Steady progress made towards treating TB in Timor-Leste
By Citizen News Service • on October 15, 2010
Dili: A greater number of new positive Tuberculosis (TB) cases are being detected now in Timor-Leste compared to nine years ago. Of these new cases, about 85% are being successfully treated. Timor Leste’s TB burden was first recorded in 1995 and averaged 707 cases per 100,000 of its population. Today it stands at 378 cases per 100,000 of its population. Read more
“Timor-Leste is on track to meeting the MDG goal of halving the number of TB cases in the country by 2015. However this disease still posses a heavy burden in our country,” says Dr Nelson Martins, Minister of Health.
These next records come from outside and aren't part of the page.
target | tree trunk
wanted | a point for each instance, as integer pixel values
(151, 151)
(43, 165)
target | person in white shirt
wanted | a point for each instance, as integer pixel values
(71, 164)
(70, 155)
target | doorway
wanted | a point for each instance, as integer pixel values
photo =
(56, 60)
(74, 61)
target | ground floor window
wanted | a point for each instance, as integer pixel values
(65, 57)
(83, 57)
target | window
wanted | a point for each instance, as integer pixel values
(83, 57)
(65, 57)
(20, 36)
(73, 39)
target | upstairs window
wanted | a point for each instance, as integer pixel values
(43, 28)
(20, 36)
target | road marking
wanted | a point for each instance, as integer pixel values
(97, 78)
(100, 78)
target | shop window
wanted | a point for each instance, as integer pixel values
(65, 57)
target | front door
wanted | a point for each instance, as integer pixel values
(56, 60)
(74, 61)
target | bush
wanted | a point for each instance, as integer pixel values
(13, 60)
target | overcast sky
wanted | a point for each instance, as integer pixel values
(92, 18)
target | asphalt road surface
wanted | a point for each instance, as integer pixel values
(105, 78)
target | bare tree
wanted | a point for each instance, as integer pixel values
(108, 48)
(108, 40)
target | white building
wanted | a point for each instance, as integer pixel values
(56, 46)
Tuberculosis is a disease caused by a bacterium called Mycobacterium tuberculosis. The bacteria usually attack the lungs, but TB bacteria can attack any part of the body such as the kidney, spine, and brain. If not treated properly, TB disease can be fatal.
“I particularly want to stress the importance of our Timorese doctors who have returned from Cuba to be sensitized to the TB programme’s needs and receive training on standard diagnostic and treatment protocol of the National TB Control Programme (NTP),” stressed Dr Martins, who was the founding manager of the NTP when the proagmme was established in 2000 by Caritas.